I've been doing classroom observations and something that has struck me (and my college student partners) is that some (or all except one?) of the teachers tell the kids, when they are writing and ask how to spell something, that spelling doesn't count. Then on Monday, I witnessed students in one class with little dictionaries, looking words up. In this class, spelling does matter apparently. A light bulb went off in my head! The other teachers are using the whole language approach, and this teacher is using phonics! I can tell you anecdotally that whole language doesn't work. I know it is the "modern" way that is supposed to encourage writing, because phonics was the more traditional approach that might turn off kids' natural creativity or something, but that isn't what I see at all. I see students becoming lifelong bad spellers who over rely on computer spell checkers.

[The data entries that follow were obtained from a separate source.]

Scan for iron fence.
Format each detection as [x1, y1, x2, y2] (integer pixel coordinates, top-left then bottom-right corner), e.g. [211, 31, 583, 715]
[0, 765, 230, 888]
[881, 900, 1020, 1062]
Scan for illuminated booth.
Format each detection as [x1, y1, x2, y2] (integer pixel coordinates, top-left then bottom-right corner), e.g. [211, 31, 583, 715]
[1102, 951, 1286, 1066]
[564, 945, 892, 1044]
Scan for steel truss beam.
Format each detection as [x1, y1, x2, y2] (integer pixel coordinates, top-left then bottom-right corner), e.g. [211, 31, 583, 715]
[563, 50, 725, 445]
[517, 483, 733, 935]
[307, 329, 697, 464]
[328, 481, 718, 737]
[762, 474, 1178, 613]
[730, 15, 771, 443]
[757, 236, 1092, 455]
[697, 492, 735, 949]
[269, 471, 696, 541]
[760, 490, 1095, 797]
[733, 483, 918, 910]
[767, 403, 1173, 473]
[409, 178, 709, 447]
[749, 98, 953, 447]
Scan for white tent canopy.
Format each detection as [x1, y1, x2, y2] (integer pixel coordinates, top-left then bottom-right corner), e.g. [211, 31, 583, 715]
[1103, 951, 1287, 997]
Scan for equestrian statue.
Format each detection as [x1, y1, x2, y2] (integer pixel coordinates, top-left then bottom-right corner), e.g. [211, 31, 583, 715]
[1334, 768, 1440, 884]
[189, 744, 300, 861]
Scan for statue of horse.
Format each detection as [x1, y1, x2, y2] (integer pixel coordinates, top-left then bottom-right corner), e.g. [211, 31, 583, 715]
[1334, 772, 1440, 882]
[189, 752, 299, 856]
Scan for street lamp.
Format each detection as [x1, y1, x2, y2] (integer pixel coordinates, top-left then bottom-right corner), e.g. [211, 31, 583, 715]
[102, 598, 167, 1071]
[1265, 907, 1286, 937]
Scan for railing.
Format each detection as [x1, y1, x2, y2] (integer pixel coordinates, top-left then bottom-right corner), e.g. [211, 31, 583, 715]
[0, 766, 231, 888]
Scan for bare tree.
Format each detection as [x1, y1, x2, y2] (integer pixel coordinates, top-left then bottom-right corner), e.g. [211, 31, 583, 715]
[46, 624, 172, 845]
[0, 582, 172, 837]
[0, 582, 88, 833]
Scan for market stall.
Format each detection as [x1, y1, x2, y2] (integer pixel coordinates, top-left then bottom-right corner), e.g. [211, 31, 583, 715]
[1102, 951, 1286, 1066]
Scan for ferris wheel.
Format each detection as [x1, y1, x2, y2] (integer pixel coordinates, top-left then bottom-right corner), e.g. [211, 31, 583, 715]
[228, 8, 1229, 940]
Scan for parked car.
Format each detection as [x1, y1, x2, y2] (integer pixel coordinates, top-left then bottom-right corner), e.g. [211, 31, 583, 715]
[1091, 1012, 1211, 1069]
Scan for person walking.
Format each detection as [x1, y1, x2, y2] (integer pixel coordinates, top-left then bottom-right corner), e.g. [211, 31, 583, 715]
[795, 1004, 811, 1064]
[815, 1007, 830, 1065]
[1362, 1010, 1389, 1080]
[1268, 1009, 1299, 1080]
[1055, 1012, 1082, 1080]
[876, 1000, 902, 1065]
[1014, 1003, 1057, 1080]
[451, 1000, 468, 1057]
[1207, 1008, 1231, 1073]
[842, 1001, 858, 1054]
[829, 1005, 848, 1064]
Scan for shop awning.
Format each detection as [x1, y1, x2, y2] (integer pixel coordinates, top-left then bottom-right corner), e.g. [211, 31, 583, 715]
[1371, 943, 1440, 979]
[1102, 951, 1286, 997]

Mark Twain wrote about spelling:

I have had an aversion to good spelling for sixty years and more, merely for the reason that when I was a boy there was not a thing I could do creditably except spell according to the book. It was a poor and mean distinction, and I early learned to disenjoy it. I suppose that this is because the ability to spell correctly is a talent, not an acquirement. There is some dignity about an acquirement, because it is a product of your own labor. It is wages earned, whereas to be able to do a thing merely by the [grace] of God, and not by your own effort, transfers the distinction to our heavenly home—where possibly it is a matter of pride and satisfaction, but it leaves you naked and [bankrupt.] (March 27, 1906).

I think he may be right that spelling comes easy to some and not to others, but it it also true that phonics trumps whole language in producing good spellers! I am not sure that I agree with him that being able to spell well isn't an important skill. I don't think being a bad speller = character flaw, but I do think knowing how to spell is one attribute that makes it easier to utilize expansive vocabulary and write well. Twain was a master writer, and produced work that will be admired for eternity. He had no illusions about this. Is it just a coincidence that he could spell? Sure, primitive spelling can be charming, in a child's stories or even in a humble adult's letters, but I think there are educational methods that work, and they can be done in a humane fashion. What I see in the whole language philosophy is spelling separated out as its own unit, and I think that is likely to be the approach that causes worry for kids who are not among Twain's naturally talented spellers. Which reminds me, I finished the autobiography and am now reading Margaret Atwood's latest book.

Once again, this reminds me of the most extreme position on teaching reading and writing: simplified spelling, my i.t.a. experience.

Last day of my Thursday class! It was a good semester.